5) Gold and Bitcoin Around All-Time Highs – What’s it Mean:

Within the last week, both gold and Bitcoin have hit all-time highs. We noted this last week, and got some questions about the topic. Bitcoin has been trading as a proxy for global liquidity and has been a high-beta risk-on asset. That means it tends to go up with the market and with increases in liquidity. Gold has been one of the best risk-off assets for thousands of years. That means when people are worried about their local fiat currency or geopolitical uncertainty, they turn to gold.

Bitcoin Gold Comparison (March 15th)

Bitcoin is up much more as a percentage, but these are both big runs.

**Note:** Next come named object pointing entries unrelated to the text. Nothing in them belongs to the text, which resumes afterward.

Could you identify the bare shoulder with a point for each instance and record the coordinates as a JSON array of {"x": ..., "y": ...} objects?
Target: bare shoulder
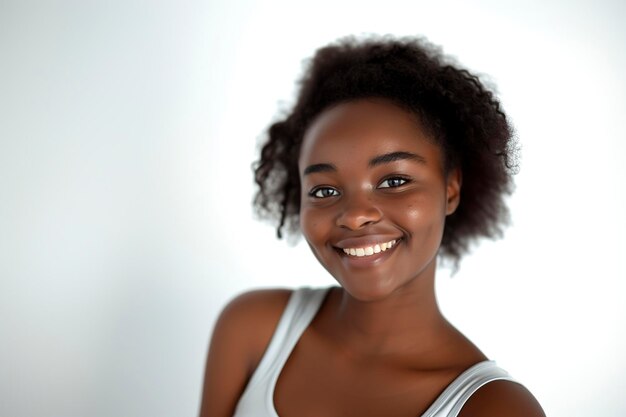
[
  {"x": 502, "y": 399},
  {"x": 240, "y": 337},
  {"x": 250, "y": 320}
]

DKI Takeaway: I think we’re seeing two things happening here. Bitcoin is rising partly due to the declining purchasing power of fiat currency, partly due to additional demand related to the new ETFs, and partly in advance of next month’s halving which will further limit flows from mining. Gold is rising partly due to the declining purchasing power of debased fiat, partly due to geopolitical uncertainty, partly due to the desire of much of the world to find an alternative to the dollar, and partly as a response to stock market indexes that are hitting all-time highs on no breadth. Like last year, almost all of this year’s stock market gains have come in only a few stocks. As governments overspend and finance that spending with currency creation, I think both of these assets will see increases in their price in dollars.

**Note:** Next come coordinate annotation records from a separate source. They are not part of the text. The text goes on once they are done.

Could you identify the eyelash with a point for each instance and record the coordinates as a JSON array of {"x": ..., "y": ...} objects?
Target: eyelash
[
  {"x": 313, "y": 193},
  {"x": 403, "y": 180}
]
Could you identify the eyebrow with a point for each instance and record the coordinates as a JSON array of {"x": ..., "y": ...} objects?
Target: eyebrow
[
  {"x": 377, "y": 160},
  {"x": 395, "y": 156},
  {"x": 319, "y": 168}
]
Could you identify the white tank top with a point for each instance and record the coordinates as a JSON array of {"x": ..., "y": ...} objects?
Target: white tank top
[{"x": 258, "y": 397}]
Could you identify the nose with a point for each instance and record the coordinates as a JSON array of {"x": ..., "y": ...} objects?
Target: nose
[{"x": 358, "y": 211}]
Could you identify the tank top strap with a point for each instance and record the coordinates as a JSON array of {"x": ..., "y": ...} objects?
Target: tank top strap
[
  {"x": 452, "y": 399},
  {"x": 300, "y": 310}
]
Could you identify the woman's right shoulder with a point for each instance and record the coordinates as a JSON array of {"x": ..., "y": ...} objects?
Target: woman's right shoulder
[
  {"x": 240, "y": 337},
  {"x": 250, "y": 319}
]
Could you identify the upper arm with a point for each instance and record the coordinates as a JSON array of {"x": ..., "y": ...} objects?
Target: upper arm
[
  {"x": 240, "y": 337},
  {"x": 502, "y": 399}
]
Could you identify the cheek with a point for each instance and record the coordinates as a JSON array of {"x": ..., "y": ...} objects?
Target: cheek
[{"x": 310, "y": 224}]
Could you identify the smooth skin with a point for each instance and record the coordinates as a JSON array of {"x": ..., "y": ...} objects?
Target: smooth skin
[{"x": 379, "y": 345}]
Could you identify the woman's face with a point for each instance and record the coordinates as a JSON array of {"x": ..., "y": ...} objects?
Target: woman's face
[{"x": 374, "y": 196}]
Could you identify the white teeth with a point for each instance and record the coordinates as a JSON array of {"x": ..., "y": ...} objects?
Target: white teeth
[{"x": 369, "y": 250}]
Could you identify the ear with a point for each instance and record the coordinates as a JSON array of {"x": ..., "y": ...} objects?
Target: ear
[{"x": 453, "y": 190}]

6) Warehouses Indicating a Problem with Commercial Real Estate:

Online shopping has been taking share from physical retail for the last two decades. Pandemic lockdowns caused this trend to accelerate creating new demand for warehouses to speed distribution to your home. However, while employment across most sectors of the economy has grown, the warehousing sector has seen a decline in employment. Some of that is due to automation, but there are macro issues as well. National vacancy rates for industrial real estate are 5%. In major metropolitan areas, that’s as high as 8%.

Employment Warehousing (March 15th)

I’m pretty sure you can find the big outlier here.

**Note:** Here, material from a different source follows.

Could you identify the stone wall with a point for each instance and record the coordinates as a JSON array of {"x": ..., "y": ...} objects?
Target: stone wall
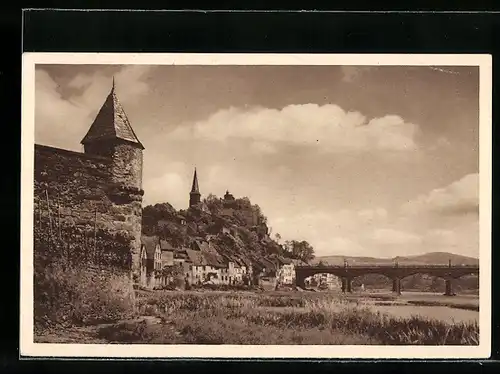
[{"x": 81, "y": 189}]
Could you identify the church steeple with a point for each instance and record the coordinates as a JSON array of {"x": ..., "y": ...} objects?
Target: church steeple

DKI Takeaway:  DKI Intern, Andrew Brown, located a business with a new 500,000 sq. ft. distribution warehouse that was completed 6 months ago and is currently unoccupied. This is despite strong growth in North Carolina. We note that the government continues to claim robust economic growth which is largely based on government spending. Under the surface, we have questions regarding the strength of the real economy. Inflation is still too high in our grocery stores, office space remains unoccupied as return-to-work is still unpopular, and we’re starting to see evidence of a waning need for distribution warehouses. None of this is a positive for property developers and regional banks.


Information contained in this report, and in each of its reports, is believed by Deep Knowledge Investing (“DKI”) to be accurate and/or derived from sources which it believes to be reliable; however, such information is presented without warranty of any kind, whether express or implied.  DKI makes no representation as to the completeness, timeliness, accuracy or soundness of the information and opinions contained therein or regarding any results that may be obtained from their use. The information and opinions contained in this report and in each of our reports and all other DKI Services shall not obligate DKI to provide updated or similar information in the future, except to the extent it is required by law to do so.